Against this bleak backdrop, nearly everyone knows what needs doing. Mortgage loan balances must be written down to bring homeowners above water. But federal efforts in this arena have been so inept or halfhearted as to be laughable, and Edward DeMarco, who oversees Fannie and Freddie, is so obsessed with “moral hazard” that he rejects writedowns entirely.

If the feds are not up to the task, we have to go local. That is, municipalities have to use eminent domain authority to force sales of underwater securitized loans and then modify them in order to keep residents in their homes with sustainable debt loads.

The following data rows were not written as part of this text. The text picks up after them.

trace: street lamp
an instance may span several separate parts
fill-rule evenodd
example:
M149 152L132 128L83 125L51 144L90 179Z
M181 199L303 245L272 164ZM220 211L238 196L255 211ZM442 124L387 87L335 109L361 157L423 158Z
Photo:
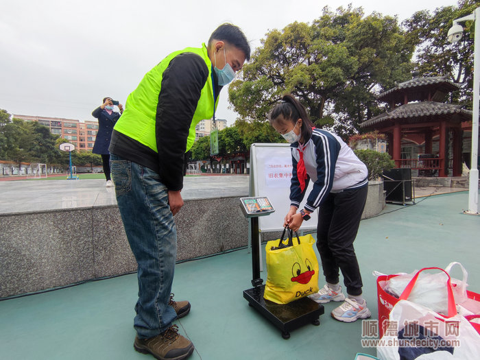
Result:
M453 21L453 26L448 30L447 38L454 44L461 38L464 28L459 23L468 20L475 21L475 33L473 55L473 116L472 119L472 160L470 167L468 186L468 210L466 214L478 215L479 213L479 101L480 101L480 8L477 8L470 15Z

The securitization industry of course opposes this, and its interest groups—the American Securitization Forum, the Securities Industry and Financial Markets Association, and others—have been promoting misconceptions about eminent domain in order to discredit it. Chief among these is the notion that someone must lose if anyone is to win.

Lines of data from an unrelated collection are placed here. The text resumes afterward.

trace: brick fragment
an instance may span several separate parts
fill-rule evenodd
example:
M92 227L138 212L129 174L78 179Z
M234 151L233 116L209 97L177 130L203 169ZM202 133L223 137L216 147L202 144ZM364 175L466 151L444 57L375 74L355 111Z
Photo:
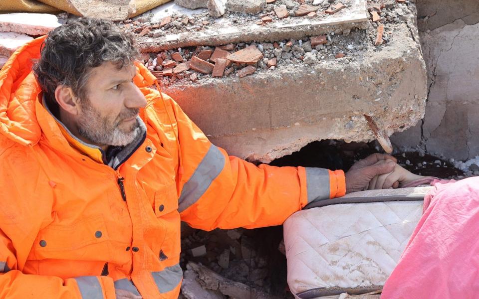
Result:
M181 54L178 52L175 52L171 54L171 58L175 59L175 61L177 62L181 62L183 61L183 57L182 57Z
M311 45L312 46L323 45L327 43L328 43L328 39L326 38L326 35L311 37Z
M226 59L226 57L230 54L231 53L228 51L225 51L217 47L215 49L215 52L214 52L213 55L211 55L210 60L216 63L217 59L222 58Z
M196 73L193 73L190 75L190 80L194 82L196 82L196 80L198 80L198 75L196 74Z
M379 16L379 15L378 14L378 13L376 12L376 11L371 11L370 13L371 13L371 16L373 18L373 22L377 22L378 21L381 19L381 17Z
M224 75L228 76L228 75L230 75L230 74L233 73L234 70L235 70L235 69L234 69L232 67L230 67L229 69L227 69L225 71Z
M263 58L263 54L255 46L249 46L229 55L227 58L233 62L246 64L254 64Z
M171 22L171 16L165 16L160 21L160 27L163 27Z
M332 14L333 13L336 13L345 7L346 5L342 3L338 3L330 7L329 8L326 10L325 12L329 14Z
M243 67L238 71L238 76L240 78L242 78L248 75L251 75L256 71L256 68L252 65L248 65L246 67Z
M284 7L277 7L274 8L274 13L279 18L284 18L289 16L289 13L288 10Z
M225 72L225 68L226 68L226 59L222 58L217 58L216 63L215 64L215 67L213 68L213 77L223 77L223 73Z
M203 50L196 55L199 58L203 60L208 60L211 57L211 54L213 53L213 50Z
M220 47L220 48L225 51L232 51L234 50L235 48L236 47L236 46L233 44L228 44L227 45L225 45L224 46L221 46Z
M271 58L268 60L268 63L266 65L268 66L268 68L271 67L271 66L275 67L278 65L278 59L276 57Z
M165 69L163 70L163 76L168 76L171 77L173 75L173 68Z
M261 18L261 20L263 21L265 24L266 23L270 23L273 21L273 19L271 18L269 16L263 16Z
M170 60L170 59L167 59L165 60L161 64L163 66L163 67L167 68L176 66L176 62L173 61L173 60Z
M375 46L379 46L383 43L383 33L384 33L384 25L381 24L378 27L378 34L376 36L376 41L374 41Z
M294 15L296 16L301 15L306 15L312 11L316 11L318 10L318 7L315 6L308 5L307 4L302 4L299 6L297 10L294 12Z
M175 74L179 74L190 69L190 62L187 61L180 63L176 67L173 69L173 73Z
M194 56L191 58L190 62L190 67L192 69L203 74L211 74L213 71L215 65L208 61Z
M140 32L138 35L140 36L144 36L151 32L151 30L148 27L145 27L144 28L143 28L143 30L141 30L141 32Z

But we needn’t rob Peter to pay Paul. To see why, one first needs to understand that we are dealing with a wasteful collective action problem. A collective action problem occurs when everyone in a group experiences avoidable loss even when acting rationally: even rational actions can aggregate into bad outcomes when not coordinated by some collective agent. Bubbles, busts, inflations, and deflations are all cases in point. Our housing price hyperinflation is another, which is why DeMarco is so terribly wrong. No homebuyer could have single-handedly ended the housing price bubble; each had to pay the market rate. Everyone’s doing so drove prices higher.

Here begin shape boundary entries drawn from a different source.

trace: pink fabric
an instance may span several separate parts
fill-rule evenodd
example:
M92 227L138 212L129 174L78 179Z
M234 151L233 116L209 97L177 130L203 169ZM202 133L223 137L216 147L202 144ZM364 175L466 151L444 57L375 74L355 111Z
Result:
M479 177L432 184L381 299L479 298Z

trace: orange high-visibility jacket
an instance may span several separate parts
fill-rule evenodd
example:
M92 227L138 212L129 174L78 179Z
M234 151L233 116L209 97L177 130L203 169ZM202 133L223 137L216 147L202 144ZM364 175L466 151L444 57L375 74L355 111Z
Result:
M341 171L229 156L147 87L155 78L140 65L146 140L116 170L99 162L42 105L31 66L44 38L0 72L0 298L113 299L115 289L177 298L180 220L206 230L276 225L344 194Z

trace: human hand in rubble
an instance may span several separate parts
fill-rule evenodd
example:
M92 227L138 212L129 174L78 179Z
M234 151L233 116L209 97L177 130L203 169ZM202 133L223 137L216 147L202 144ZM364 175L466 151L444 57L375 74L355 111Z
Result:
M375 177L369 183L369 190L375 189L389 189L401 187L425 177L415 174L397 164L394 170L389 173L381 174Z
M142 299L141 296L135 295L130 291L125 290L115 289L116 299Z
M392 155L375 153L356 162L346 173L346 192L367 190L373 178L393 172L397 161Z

We needn’t rob Peter to pay Paul.

We wouldn’t be in such a bind if all of our home loans were held by individual banks. Where deeply underwater loans are not securitized—that is, held entirely by a single lender—there are no collective action hurdles, and principal is written down to the point at which borrowers have equity in their homes and can pay down their debts. Why? Because bank executives know that underwater loans default in high numbers, which dramatically lowers banks’ expected returns. They have strong incentives to write down loans and cut their losses.

Now consider another class of underwater mortgages: securitized loans held, ultimately, by millions of investors. These loans, which now account for the great bulk of deeply underwater mortgages, are typically not written down. That’s because the millions of investors in these pools cannot readily find one another, convene, and agree either to write down the loans or sell them to parties who can. This is a clear collective action problem, so we empower trustees and servicers to act as their agents, but even these agents don’t write down or sell off the loans. They should, but they can’t because the pooling and servicing agreements under which these loans were combined—drafted as they were during the bubble when few expected a crash and securitizers pushed product in haste—typically prohibit or otherwise prevent their doing so.

Enter the eminent domain plan, which enables an agent other than the trustee or servicer—in this case, a government—to sidestep these market-clogging contracts and refinance debt so that markets can properly price assets and recoup value. It is this recouped value that can benefit everyone.

Everyone? Yes. Lien-holders who are first in line receive fair-market value for their presently unmarketable assets. Investors in the new written-down loans—including current bondholders—get a return on the funds that they lend to the cities to pay the first lien-holders. Homeowners get positive equity and sustainable debt. Neighbors stop losing on the values of their homes, cities maintain property tax bases, and everyone now suffering spillover loss finally sees real recovery. Even second lien-holders have a chance to gain, whereas in foreclosure they get nothing.

Eminent domain is not the zero-sum game its opponents make it out to be. We can pay Peter and Paul—and everyone else.